Osteopathy and dance. It’s Friday 4 pm, my friends and I meet at the old-school bar/restaurant Colbar to drink a few bevvies carefully avoiding British and American current affairs. Contemplating the now, burying our heads in ice-cold drinks purposefully rejecting the foggy, fuzzy, icky future.
Second cider arrives at the table, feeling bubbly and witty, ready to extend my tet-a-tet, I reach for my ice-cold Somerset cider when abruptly and uninvited my left shoulder started to spasm, punishing my neck and back. My end of the week blowout was cut short, and Friday fun was over.
In the next few minutes, I noticed my movement flow decreasing and my shoulder wanting to freeze up to the top of my head while I unsuccessfully searched for a pleasant position on a chair. Mission failed – satisfaction and fun vanished for the following 24 hours.
Increasingly I was feeling older, and out of touch with my body. Not understanding why from all the things I do on my 20-hour training per week which involves spending a reasonable amount of time upside down walking on my hands, lifting other dancers and improvising with prime fitness people. A perfect cider on a Friday afternoon ruins me. How did a sunny and fun Friday afternoon result in a shoulder injury whilst having a drink with my friends?
It’s a recurrent incident. It has been happening on and off for the last five years and I never really understood how this happens.
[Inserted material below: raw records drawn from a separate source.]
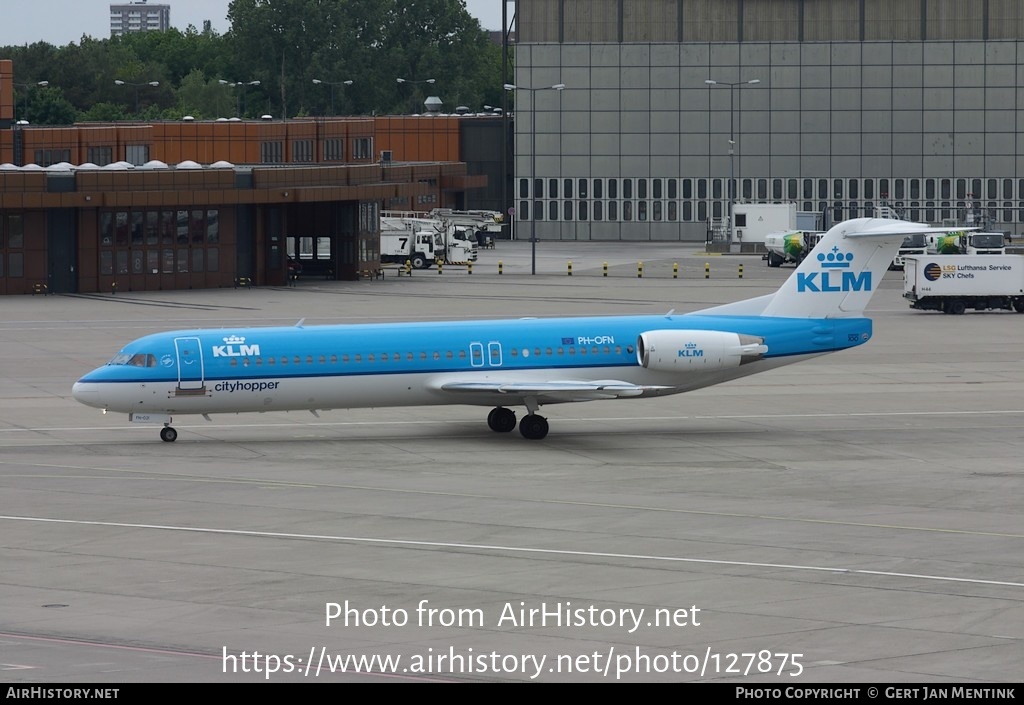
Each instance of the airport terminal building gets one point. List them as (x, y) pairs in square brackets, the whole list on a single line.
[(838, 106), (190, 204)]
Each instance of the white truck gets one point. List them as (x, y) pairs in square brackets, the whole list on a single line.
[(790, 246), (960, 242), (954, 283), (912, 244), (481, 225), (421, 249), (458, 243)]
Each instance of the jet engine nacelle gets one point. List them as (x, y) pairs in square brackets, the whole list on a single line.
[(695, 350)]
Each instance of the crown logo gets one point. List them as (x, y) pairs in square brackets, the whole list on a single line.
[(836, 259)]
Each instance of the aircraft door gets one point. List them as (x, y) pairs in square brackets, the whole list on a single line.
[(189, 353), (495, 350), (476, 354)]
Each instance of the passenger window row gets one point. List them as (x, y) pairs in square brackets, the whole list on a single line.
[(423, 356)]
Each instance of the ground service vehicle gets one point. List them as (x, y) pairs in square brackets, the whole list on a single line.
[(954, 283), (480, 225), (912, 244), (421, 249), (459, 244), (790, 246), (966, 243)]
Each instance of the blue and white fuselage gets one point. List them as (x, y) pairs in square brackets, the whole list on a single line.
[(503, 363)]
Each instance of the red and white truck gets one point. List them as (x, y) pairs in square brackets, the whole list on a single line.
[(953, 283)]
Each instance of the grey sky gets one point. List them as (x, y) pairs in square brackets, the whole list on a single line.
[(64, 22)]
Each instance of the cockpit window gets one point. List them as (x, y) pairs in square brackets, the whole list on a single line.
[(134, 360)]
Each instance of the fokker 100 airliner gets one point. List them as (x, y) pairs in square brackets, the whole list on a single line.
[(505, 363)]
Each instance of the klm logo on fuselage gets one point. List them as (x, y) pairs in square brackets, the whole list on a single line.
[(235, 347), (834, 276), (690, 349)]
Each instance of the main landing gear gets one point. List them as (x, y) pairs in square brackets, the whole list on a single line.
[(532, 425)]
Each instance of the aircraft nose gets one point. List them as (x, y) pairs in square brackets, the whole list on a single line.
[(87, 394)]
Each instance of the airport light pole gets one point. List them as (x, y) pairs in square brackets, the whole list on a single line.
[(332, 84), (236, 84), (532, 159), (27, 87), (406, 80), (136, 86), (732, 139)]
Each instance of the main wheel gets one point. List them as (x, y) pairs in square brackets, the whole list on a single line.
[(501, 419), (534, 426)]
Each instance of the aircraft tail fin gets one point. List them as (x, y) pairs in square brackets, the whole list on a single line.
[(838, 278)]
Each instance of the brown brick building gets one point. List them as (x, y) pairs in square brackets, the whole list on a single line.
[(197, 204)]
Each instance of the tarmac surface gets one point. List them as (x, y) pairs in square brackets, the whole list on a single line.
[(855, 519)]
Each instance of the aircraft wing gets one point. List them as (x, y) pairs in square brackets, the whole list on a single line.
[(559, 390)]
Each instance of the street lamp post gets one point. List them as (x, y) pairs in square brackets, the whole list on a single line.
[(532, 159), (332, 84), (119, 82), (732, 139), (406, 80), (236, 84), (27, 86)]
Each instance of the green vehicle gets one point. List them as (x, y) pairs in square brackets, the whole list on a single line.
[(790, 246)]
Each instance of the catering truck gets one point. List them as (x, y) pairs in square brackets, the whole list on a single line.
[(912, 244), (953, 283), (966, 243)]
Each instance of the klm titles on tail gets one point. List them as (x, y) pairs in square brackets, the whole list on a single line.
[(829, 279)]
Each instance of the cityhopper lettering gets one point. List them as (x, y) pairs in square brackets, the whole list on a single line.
[(235, 346), (835, 275)]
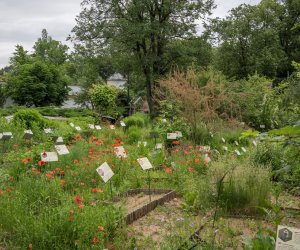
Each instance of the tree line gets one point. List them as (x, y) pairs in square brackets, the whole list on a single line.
[(145, 40)]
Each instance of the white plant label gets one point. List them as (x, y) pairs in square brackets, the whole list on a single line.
[(62, 149), (6, 136), (28, 134), (59, 141), (49, 156), (91, 126), (78, 128), (145, 163), (120, 152), (48, 130), (179, 134), (288, 238), (237, 152), (171, 136), (105, 172)]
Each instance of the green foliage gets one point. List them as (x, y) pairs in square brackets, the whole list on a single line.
[(141, 39), (29, 118), (139, 120), (104, 98), (50, 51), (37, 84), (134, 134)]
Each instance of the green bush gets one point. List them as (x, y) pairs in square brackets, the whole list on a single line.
[(134, 134), (244, 189), (29, 118), (138, 120), (269, 155)]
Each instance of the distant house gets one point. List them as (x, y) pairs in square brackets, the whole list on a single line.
[(116, 80)]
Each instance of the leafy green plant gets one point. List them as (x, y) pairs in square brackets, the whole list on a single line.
[(29, 117)]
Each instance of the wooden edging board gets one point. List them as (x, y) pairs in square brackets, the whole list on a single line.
[(142, 211)]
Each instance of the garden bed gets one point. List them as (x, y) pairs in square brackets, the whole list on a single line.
[(137, 201)]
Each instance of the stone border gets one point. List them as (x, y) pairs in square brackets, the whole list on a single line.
[(142, 211)]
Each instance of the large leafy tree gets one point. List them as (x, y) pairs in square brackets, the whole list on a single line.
[(50, 50), (137, 30), (37, 84)]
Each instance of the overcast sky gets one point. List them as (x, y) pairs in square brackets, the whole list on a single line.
[(21, 22)]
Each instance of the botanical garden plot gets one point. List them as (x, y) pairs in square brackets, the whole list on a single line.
[(60, 200)]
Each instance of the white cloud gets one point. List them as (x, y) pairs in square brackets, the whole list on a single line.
[(21, 22)]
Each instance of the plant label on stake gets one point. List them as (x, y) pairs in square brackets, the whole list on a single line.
[(98, 127), (120, 152), (106, 174), (62, 149), (179, 134), (28, 134), (49, 156), (171, 136), (59, 141), (91, 126), (288, 238), (48, 130), (146, 165), (5, 136)]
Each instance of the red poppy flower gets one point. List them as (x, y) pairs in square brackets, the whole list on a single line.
[(77, 199)]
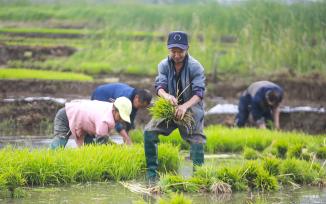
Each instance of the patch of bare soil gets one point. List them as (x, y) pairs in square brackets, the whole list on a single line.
[(32, 52), (27, 117), (45, 35)]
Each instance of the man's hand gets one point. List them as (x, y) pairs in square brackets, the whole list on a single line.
[(172, 99), (181, 111), (125, 137)]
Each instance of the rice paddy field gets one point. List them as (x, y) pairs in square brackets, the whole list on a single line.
[(87, 41), (250, 38)]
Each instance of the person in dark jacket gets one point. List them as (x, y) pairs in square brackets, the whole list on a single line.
[(262, 99), (178, 73), (140, 99)]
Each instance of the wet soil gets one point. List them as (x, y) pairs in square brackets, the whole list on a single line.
[(37, 116), (23, 53)]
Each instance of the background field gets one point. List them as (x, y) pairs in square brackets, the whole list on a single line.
[(251, 38)]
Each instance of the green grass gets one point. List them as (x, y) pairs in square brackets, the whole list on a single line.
[(42, 31), (271, 37), (8, 73), (24, 167), (221, 139)]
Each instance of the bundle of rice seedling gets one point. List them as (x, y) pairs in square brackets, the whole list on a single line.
[(163, 109), (220, 187)]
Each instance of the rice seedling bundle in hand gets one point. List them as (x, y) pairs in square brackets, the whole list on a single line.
[(163, 109)]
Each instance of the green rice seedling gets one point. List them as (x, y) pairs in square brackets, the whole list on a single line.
[(175, 198), (176, 183), (257, 178), (137, 136), (220, 187), (321, 152), (13, 180), (295, 151), (175, 139), (164, 110), (282, 148), (297, 171), (89, 163), (272, 165), (249, 153), (168, 157), (41, 74), (265, 182), (229, 175)]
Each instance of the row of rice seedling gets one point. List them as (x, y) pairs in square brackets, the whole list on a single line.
[(267, 174), (24, 167), (223, 139)]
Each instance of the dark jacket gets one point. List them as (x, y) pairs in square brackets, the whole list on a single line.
[(256, 93), (192, 74)]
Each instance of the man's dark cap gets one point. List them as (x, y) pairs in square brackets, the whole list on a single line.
[(178, 39)]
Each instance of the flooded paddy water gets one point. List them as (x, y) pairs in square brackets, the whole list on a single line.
[(114, 192)]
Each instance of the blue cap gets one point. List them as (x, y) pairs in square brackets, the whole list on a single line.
[(178, 39)]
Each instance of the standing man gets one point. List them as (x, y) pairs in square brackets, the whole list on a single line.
[(140, 99), (262, 99), (178, 73)]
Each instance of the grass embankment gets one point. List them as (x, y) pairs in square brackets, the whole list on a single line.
[(221, 139), (42, 74), (251, 38), (25, 167)]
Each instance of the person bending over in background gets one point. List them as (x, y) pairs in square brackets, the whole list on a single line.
[(81, 117), (140, 99), (262, 99), (178, 73)]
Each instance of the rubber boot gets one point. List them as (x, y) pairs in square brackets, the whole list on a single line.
[(197, 155), (150, 145)]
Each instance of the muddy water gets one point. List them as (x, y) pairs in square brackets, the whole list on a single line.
[(116, 193), (113, 192)]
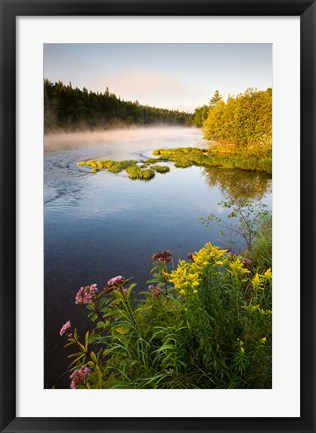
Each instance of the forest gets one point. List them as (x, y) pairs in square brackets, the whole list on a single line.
[(68, 108)]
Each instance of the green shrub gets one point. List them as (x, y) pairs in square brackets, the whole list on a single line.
[(205, 324)]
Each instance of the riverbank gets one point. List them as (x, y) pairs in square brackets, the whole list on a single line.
[(205, 324), (218, 156)]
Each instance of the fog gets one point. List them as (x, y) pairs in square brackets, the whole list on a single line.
[(73, 140)]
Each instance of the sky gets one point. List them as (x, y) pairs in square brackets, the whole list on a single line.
[(174, 76)]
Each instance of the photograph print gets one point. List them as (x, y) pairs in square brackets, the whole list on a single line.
[(157, 216)]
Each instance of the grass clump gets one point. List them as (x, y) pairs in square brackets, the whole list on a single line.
[(204, 323), (160, 168), (218, 156), (134, 172)]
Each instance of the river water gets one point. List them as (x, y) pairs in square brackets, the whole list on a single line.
[(101, 225)]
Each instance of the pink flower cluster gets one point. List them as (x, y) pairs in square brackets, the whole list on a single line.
[(246, 262), (65, 329), (85, 294), (116, 281), (78, 375), (162, 256), (156, 291)]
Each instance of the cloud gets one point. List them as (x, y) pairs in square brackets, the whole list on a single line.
[(150, 87)]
After consulting with numerous physiotherapists, doctors, sports specialists and osteopaths my frustration grew intensively to an all new level of annoyance and resentment.
It was humiliating, to say the least, for myself and the Uber driver when he saw me firstly trying to crawl inside his car and later climbing over the front seat – explaining that I could only lie on my left side with my feet up. The pain grew overnight, keeping me awake all of Friday night resting on my left side nursed by a sculpture of 4 pillows, one duvet and a considerable distance from my partner – wrecking my Saturday morning plans of breakfast followed by a swim.
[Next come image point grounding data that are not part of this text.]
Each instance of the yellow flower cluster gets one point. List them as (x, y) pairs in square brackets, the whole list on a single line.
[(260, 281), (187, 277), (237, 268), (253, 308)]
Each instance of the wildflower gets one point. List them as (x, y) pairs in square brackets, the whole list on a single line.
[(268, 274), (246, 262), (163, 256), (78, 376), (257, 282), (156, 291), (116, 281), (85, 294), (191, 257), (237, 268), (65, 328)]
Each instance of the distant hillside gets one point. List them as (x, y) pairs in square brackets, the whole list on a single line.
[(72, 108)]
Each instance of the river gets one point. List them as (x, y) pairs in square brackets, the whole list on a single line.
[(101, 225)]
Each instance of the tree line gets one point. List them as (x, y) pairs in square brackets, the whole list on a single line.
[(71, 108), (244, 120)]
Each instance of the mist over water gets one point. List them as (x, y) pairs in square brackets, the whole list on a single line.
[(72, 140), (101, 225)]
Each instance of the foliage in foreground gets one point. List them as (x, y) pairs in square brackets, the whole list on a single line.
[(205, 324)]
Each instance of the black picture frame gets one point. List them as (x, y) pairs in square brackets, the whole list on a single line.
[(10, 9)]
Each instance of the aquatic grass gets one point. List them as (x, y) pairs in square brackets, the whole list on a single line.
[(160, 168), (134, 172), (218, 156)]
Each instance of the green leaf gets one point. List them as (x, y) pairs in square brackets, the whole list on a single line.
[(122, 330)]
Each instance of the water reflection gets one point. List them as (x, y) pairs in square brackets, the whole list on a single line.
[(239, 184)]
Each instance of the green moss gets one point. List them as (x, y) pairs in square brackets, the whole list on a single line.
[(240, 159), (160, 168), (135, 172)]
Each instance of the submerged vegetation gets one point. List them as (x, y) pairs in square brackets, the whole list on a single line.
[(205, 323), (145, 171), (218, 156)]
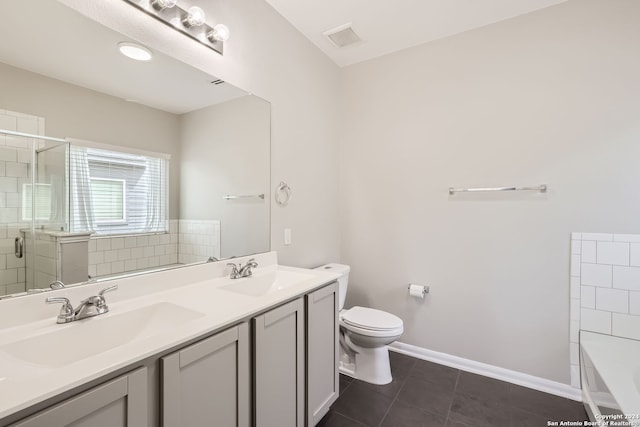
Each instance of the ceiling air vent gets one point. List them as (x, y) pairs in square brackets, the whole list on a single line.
[(342, 36)]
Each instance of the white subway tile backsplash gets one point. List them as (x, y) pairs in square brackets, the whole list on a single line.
[(124, 254), (634, 303), (616, 253), (608, 299), (601, 237), (595, 321), (626, 278), (96, 257), (142, 263), (588, 297), (596, 275), (137, 252), (634, 255), (588, 251), (117, 243), (633, 238), (103, 269), (574, 331), (110, 256), (130, 265), (576, 247), (117, 267), (626, 325), (103, 244), (574, 283), (130, 242)]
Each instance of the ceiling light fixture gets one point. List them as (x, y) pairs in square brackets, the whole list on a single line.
[(135, 51), (195, 17), (220, 33), (190, 21), (163, 4)]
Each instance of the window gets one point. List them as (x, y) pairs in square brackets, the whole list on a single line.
[(109, 200), (43, 202), (116, 192)]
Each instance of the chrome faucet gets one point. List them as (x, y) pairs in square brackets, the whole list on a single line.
[(240, 271), (56, 284), (92, 306)]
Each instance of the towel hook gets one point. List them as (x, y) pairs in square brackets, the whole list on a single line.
[(283, 194)]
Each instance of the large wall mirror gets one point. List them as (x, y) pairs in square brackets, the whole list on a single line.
[(152, 164)]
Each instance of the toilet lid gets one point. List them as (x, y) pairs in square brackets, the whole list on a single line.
[(369, 318)]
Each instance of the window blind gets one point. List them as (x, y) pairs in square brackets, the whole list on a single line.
[(114, 192)]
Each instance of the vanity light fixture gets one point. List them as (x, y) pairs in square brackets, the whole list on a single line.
[(163, 4), (135, 51), (195, 17), (191, 22), (220, 33)]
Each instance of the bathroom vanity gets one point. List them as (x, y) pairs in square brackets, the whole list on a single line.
[(178, 348)]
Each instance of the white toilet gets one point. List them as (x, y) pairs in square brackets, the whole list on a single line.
[(364, 336)]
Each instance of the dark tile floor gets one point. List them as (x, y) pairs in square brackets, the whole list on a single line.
[(424, 394)]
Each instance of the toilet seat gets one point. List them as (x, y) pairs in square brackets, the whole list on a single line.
[(371, 322)]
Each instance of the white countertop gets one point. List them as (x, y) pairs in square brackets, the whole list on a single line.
[(200, 289)]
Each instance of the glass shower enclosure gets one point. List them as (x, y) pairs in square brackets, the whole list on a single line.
[(34, 210)]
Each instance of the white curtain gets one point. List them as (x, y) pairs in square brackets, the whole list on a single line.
[(156, 195), (81, 216)]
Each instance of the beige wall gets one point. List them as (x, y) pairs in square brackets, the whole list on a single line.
[(269, 58), (549, 97), (73, 111), (225, 151)]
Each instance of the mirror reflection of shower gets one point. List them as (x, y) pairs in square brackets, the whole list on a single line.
[(33, 197)]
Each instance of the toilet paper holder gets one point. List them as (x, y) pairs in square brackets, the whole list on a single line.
[(425, 289)]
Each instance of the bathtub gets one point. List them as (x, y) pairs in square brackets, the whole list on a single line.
[(610, 374)]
Instead, I got an osteopathy appointment with Adam Wong at Orchard Health Clinic. In the act of desperation, I explained rather abruptly at the beginning of my session that he was the fourth person I had seen for this cyclical problem in the last few years. This far no one was able to give me a rational and enlightened clarification to this strikingly agonising and unfortunate recurring episode.
Adam Wong took me back in time, 16 years precisely, to a time when I use to visit the excellent osteopath of the Portuguese national ballet company. After an extensive assessment of my immovable body, gentle soft tissue massage with the occasional manipulation of my left and right shoulders, I finally became aware of the cause of my obstacles. Alas, a permanent solution was quickly found.
Full range movement and flow finally came back to my dancer body as the pain dematerialized and I managed to kiss both my shoulders once again. After 16 years of training, teaching, dancing and observing other people dancing, I neglected myself, my training and my ageing body. A full update on my routine exercises was brainstormed with Adam, tailored for my activities and challenges leading me again to find pleasure with movement – dance.
I learned from a different practitioner, invaluable advice on how to look after myself; retraining at 32 living in this new body with respect, intelligence and guidance from a knowledgeable and experienced osteopath.
Osteopathy goes hand in hand with dance. The latter an art form and the former a practice looking holistically at the body, it’s ongoing growth, advancement and hurdles that come from moving and standing on our feet for sixteen hours a day.
When I was sixteen years old and studying new circus, I met Acácia Garcia Coyac. An incredible osteopath who did understand the fundamental imbalances of my skeleton combined with intense 6 hours daily training in acrobatics and trapeze work. Somewhere on my travels across the globe, touring dance performances I forgot about the importance of looking after myself, paying attention to this beautiful and ever evolving human body with diligent thoughtfulness. Thankfully Adam Wong made me aware again – changing the way I take care of myself; osteopathy and dance go hand in hand.